Regarding older versions of the complaint used during opening statements and cross examination, Vaughan said “no objection was raised when (Cadigan) addressed the complaint during opening statement,” later during cross examination or at the start of a lunch break when Kolker asked both parties if they needed to address anything. The panel said Cadigan’s team didn’t object until testimony from Jesse Carney, Driscoll’s nephew. “Therefore,” they said, “the first three references to the prior iterations were not properly preserved and only the objections raised during Jesse’s testimony were properly preserved.”
The panel reviewed why Kolker’s jury instructions were sufficient and further noted Cadigan’s “case involved 11 witnesses over eight days compared with defendants’ use of four witnesses over three and a half days and the fact that plaintiff declined any opportunity to present rebuttal testimony following the close of defendants’ case,” Vaughan wrote. “Given the protections afforded to plaintiff by striking the testimony and providing a curative instruction, even if error could be found by the trial court’s action of striking the testimony, which we cannot find, we would not find that the error was prejudicial to plaintiff.”
Cadigan also said Kolker, as sanctions for Nicholson’s no-show, should’ve agreed to bar other experts from testifying and allowed a chance to suggest to the jury what Nicholson might’ve discussed on cross examination while striking some of Johnson & Johnson’s defenses.
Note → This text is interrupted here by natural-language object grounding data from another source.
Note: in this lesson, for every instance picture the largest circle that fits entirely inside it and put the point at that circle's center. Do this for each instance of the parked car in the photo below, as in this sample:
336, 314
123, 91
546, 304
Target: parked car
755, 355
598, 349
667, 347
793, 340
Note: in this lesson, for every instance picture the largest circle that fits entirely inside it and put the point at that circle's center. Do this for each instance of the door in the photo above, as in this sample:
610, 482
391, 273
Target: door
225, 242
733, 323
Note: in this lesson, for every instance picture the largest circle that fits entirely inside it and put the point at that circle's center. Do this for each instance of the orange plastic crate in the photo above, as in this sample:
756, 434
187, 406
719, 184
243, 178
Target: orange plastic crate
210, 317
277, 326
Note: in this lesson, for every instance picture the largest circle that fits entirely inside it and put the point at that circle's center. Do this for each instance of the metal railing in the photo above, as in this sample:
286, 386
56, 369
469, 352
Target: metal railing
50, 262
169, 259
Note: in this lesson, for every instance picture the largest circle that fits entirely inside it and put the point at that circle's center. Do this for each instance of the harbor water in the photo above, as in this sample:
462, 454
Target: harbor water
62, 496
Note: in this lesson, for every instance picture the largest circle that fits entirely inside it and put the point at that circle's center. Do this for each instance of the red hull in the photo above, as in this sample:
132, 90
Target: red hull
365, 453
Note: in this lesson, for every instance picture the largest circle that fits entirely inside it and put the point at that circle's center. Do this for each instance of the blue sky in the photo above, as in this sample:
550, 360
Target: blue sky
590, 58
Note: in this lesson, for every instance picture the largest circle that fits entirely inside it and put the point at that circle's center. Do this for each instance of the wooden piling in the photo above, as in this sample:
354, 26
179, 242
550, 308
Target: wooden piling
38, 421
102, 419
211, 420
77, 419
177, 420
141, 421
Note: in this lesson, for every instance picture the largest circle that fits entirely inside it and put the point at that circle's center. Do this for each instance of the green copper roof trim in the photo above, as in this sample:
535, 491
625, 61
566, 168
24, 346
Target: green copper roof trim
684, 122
The panel said Cadigan offered only that barring the other experts was “very much fair under the circumstances” without a further argument or pointing to supporting precedent.
“Given the paltry nature of the argument, we cannot find it was error, to say nothing of prejudicial error,” for Kolker to reject the sanctions request, Vaughan wrote, adding that there also was no support for Cadigan’s insistence the jury couldn’t disregard what they did hear from Nicholson.
“No argument was presented that rebutted the presumption that the jury was incapable of following the trial court’s instruction, especially when plaintiff used almost two hours of cross-examination and was the last party to address the witness before the jury was released on July 23, 2021,” Vaughan wrote. “More importantly, we reviewed the 20-page offer of proof provided by plaintiffs as to what details might have been gleaned during Dr. Nicholson’s cross-examination, along with the four-page rebuttal offer of proof by defendants. We found nothing in the offers of proof so compelling that error can be found, especially when the majority of what was contained in the offer of proof was already discussed by another expert.”
Finally, the panel disagreed that striking defenses would’ve effectively led Johnson & Johnson to compel Nicholson to return to court. Her decision, Vaughan wrote, “was related to an underlying medical issue and an upswing in COVID-19 cases in the area,” and Cadigan offered “no argument as to what specific defenses were at issue or whether Dr. Nicholson’s testimony would have been affected by the unspecific defenses.”
After determining Cadigan’s “claim of cumulative error is untenable,” the panel affirmed Kolker’s ruling.